Data analysis is the practice of working with data to glean useful information, which can then be used to make informed decisions.
Sherlock Holmes once said (in a story by Arthur Conan Doyle), “It is a capital mistake to theorize before one has data. Insensibly one begins to twist facts to suit theories, instead of theories to suit facts.”
This idea lies at the root of data analysis. When we can extract meaning from data, it empowers us to make better decisions. And we’re living in a time when we have more data than ever at our fingertips.
Companies are wisening up to the benefits of leveraging data. Data analysis can help a bank to personalize customer interactions, a health care system to predict future health needs, or an entertainment company to create the next big streaming hit.

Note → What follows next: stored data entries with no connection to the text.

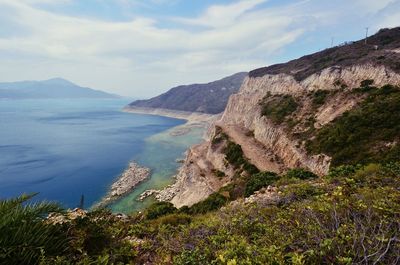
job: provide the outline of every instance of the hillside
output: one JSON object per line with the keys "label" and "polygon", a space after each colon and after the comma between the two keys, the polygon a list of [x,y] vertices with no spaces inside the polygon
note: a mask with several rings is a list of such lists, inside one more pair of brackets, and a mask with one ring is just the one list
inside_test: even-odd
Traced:
{"label": "hillside", "polygon": [[134,101],[129,107],[217,114],[224,111],[229,96],[239,90],[246,76],[237,73],[207,84],[174,87],[157,97]]}
{"label": "hillside", "polygon": [[0,98],[117,98],[99,90],[75,85],[65,79],[0,83]]}
{"label": "hillside", "polygon": [[[381,30],[367,45],[358,41],[252,71],[229,98],[209,140],[191,148],[176,183],[158,198],[190,206],[257,170],[304,168],[323,176],[341,164],[400,160],[400,72],[377,56],[397,58],[399,32]],[[382,39],[387,46],[381,42],[375,50],[373,41]],[[365,47],[355,61],[329,57],[321,69],[310,61],[360,45]]]}
{"label": "hillside", "polygon": [[249,76],[288,74],[297,81],[302,81],[331,66],[343,68],[365,64],[385,66],[400,73],[400,28],[381,29],[370,36],[367,43],[365,45],[365,40],[344,43],[288,63],[253,70]]}

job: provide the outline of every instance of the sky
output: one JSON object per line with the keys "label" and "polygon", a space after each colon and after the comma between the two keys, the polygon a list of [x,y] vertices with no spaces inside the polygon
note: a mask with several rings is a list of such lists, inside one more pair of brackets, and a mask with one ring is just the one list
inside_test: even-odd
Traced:
{"label": "sky", "polygon": [[0,0],[0,82],[134,98],[400,26],[400,0]]}

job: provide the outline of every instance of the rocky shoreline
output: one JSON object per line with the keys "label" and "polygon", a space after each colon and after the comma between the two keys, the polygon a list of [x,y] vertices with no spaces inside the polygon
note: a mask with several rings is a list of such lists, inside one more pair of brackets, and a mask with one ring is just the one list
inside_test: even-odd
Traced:
{"label": "rocky shoreline", "polygon": [[[175,111],[169,109],[159,109],[159,108],[143,108],[143,107],[132,107],[127,106],[123,109],[125,112],[129,113],[138,113],[138,114],[149,114],[149,115],[158,115],[176,119],[183,119],[187,122],[183,125],[176,126],[170,130],[171,136],[180,136],[189,133],[193,128],[203,127],[206,128],[206,133],[203,136],[204,139],[207,138],[208,130],[210,126],[218,119],[221,118],[221,114],[206,114],[200,112],[185,112],[185,111]],[[185,159],[179,159],[179,163],[182,163],[182,166],[179,168],[179,172],[174,176],[174,183],[164,187],[160,190],[149,189],[144,191],[137,198],[138,201],[143,201],[150,196],[154,196],[157,201],[171,201],[180,191],[185,190],[185,183],[187,179],[185,178],[187,171],[190,169],[185,167],[185,161],[188,159],[188,154],[191,153],[192,147],[189,148],[186,152]],[[177,161],[178,162],[178,161]],[[202,179],[191,179],[192,184],[202,185]],[[201,188],[201,192],[199,196],[204,197],[205,194],[211,193],[212,190],[209,188],[209,184],[205,187]],[[197,198],[197,195],[194,197]],[[182,206],[183,201],[173,202],[177,206]],[[189,201],[189,204],[192,204]]]}
{"label": "rocky shoreline", "polygon": [[175,119],[187,120],[188,123],[209,123],[216,118],[220,117],[218,114],[207,114],[202,112],[188,112],[170,109],[159,109],[159,108],[143,108],[143,107],[132,107],[126,106],[123,111],[138,114],[149,114],[164,116]]}
{"label": "rocky shoreline", "polygon": [[135,162],[130,162],[129,167],[111,185],[107,195],[93,208],[106,207],[110,203],[127,195],[137,185],[145,181],[150,176],[150,169],[142,167]]}

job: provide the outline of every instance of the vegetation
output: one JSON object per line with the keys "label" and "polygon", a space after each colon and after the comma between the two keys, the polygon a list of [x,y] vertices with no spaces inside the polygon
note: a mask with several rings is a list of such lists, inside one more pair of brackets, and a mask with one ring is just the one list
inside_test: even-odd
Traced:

The World Economic Forum Future of Jobs Report 2020 listed data analysts and scientists as the top emerging job, followed immediately by AI and machine learning specialists, and big data specialists [1].

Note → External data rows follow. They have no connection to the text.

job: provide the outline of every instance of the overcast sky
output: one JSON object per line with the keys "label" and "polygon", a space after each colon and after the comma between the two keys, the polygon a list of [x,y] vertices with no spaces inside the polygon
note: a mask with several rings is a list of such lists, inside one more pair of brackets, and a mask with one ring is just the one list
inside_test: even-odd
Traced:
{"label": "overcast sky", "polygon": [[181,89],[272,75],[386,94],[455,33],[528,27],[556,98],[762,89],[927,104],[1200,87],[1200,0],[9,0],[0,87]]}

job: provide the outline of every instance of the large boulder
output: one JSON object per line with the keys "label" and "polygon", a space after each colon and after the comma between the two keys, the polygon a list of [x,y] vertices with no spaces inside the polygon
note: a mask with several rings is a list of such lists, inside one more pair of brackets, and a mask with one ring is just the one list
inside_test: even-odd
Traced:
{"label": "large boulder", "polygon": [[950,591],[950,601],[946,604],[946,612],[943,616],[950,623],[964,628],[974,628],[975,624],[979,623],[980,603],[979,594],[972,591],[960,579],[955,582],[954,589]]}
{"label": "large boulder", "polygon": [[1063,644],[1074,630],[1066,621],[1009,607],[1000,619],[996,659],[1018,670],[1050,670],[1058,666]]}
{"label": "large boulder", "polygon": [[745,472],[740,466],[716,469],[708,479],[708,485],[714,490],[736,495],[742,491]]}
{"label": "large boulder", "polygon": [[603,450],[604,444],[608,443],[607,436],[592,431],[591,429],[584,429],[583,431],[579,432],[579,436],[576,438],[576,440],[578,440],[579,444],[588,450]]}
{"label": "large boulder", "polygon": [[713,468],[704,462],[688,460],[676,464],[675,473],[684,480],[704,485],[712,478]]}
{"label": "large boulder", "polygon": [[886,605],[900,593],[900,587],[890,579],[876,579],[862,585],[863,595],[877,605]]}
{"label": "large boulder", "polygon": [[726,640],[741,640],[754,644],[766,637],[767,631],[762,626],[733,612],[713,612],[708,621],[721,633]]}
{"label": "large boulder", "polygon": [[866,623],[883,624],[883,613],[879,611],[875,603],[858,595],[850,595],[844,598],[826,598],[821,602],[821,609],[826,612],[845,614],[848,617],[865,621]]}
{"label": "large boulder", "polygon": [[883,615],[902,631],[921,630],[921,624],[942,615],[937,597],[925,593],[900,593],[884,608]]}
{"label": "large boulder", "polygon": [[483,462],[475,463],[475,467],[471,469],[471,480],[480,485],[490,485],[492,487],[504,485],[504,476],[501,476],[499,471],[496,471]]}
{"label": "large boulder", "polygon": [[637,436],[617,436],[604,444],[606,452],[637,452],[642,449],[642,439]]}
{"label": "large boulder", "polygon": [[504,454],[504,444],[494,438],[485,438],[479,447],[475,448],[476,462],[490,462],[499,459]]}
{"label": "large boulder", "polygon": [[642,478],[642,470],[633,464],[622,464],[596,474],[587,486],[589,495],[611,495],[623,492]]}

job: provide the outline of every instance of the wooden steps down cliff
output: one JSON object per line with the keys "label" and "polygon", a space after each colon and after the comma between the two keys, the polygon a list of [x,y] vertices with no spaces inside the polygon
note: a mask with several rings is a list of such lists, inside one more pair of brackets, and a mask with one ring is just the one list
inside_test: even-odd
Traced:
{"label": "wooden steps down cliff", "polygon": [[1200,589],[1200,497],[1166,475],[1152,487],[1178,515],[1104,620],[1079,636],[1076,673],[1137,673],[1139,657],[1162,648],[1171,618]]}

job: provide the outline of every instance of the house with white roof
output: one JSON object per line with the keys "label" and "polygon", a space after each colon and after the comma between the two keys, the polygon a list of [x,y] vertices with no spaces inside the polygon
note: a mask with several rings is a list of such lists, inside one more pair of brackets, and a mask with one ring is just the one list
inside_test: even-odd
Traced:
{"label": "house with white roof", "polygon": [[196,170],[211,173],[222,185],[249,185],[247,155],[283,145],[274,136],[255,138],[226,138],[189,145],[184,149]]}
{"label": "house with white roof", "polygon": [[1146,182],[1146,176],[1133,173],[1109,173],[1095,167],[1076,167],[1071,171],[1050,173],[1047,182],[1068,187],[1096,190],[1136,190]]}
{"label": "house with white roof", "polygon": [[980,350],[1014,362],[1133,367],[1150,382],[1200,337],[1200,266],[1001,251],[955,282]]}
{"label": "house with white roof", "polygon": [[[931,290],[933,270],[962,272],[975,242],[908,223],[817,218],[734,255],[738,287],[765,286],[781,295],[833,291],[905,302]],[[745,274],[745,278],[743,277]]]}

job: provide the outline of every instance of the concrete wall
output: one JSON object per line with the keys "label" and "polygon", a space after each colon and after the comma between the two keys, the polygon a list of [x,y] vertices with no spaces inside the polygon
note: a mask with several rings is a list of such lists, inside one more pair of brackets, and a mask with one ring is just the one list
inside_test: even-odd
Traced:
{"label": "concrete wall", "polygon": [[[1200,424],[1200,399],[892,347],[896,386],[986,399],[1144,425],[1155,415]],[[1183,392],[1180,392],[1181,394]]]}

As the data companies have available to them continues to grow in both amount and complexity, so does the need for an effective and efficient process by which to harness the value of that data. The analysis method typically moves through several iterative phases. Let’s take a closer look at each.
Identify the business question you’d like to answer. What problem is the company trying to solve? What do you need to measure, and how will you measure it?

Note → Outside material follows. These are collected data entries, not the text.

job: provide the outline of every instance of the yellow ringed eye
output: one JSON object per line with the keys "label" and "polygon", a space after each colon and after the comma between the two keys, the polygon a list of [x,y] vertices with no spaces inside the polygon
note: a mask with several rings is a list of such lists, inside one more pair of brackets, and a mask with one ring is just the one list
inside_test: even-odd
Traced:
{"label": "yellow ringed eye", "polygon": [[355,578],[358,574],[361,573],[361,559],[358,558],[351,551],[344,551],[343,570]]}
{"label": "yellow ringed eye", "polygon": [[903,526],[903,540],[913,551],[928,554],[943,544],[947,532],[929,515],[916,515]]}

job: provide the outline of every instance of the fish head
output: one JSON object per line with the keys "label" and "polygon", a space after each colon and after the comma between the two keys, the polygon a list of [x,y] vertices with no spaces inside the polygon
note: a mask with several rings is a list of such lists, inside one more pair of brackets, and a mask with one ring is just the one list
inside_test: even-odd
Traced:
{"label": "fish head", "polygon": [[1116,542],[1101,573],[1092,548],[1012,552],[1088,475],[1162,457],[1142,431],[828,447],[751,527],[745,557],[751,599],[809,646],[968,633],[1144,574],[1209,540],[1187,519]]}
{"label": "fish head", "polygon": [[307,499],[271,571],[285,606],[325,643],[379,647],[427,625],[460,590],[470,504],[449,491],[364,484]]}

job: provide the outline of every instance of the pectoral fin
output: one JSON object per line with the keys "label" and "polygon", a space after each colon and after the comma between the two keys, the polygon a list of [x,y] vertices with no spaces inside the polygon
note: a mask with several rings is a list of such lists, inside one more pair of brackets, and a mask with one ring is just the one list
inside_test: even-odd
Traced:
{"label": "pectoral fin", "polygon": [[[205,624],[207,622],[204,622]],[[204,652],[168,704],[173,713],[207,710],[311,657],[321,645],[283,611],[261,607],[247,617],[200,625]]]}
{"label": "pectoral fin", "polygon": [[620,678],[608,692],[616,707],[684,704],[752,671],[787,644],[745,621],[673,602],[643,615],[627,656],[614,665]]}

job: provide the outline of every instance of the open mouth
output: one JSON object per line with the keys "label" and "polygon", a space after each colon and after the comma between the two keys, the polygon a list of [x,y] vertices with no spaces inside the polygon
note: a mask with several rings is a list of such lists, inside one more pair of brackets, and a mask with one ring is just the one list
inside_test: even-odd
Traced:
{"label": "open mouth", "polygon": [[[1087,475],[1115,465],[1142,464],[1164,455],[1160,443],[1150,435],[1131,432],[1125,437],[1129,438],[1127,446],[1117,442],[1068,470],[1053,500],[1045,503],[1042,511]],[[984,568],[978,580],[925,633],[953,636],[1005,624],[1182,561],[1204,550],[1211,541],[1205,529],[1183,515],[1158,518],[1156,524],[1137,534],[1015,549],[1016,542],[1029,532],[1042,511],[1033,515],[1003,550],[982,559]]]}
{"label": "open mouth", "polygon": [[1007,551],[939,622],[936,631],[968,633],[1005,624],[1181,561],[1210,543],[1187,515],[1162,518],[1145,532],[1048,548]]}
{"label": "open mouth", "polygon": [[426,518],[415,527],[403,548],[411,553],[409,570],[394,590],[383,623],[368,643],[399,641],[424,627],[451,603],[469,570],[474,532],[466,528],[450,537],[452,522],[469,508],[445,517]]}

Collect the raw data sets you’ll need to help you answer the identified question. Data collection might come from internal sources, like a company’s client relationship management (CRM) software, or from secondary sources, like government records or social media application programming interfaces (APIs).
Clean the data to prepare it for analysis. This often involves purging duplicate and anomalous data, reconciling inconsistencies, standardizing data structure and format, and dealing with white spaces and other syntax errors.
Analyze the data. By manipulating the data using various data analysis techniques and tools, you can begin to find trends, correlations, outliers, and variations that begin to tell a story. During this stage, you might use data mining to discover patterns within databases or data visualization software to help transform data into an easy-to-understand graphical format.
Interpret
the results of your analysis to see how well the data answered your
original question. What recommendations can you make based on the data?
What are the limitations to your conclusions?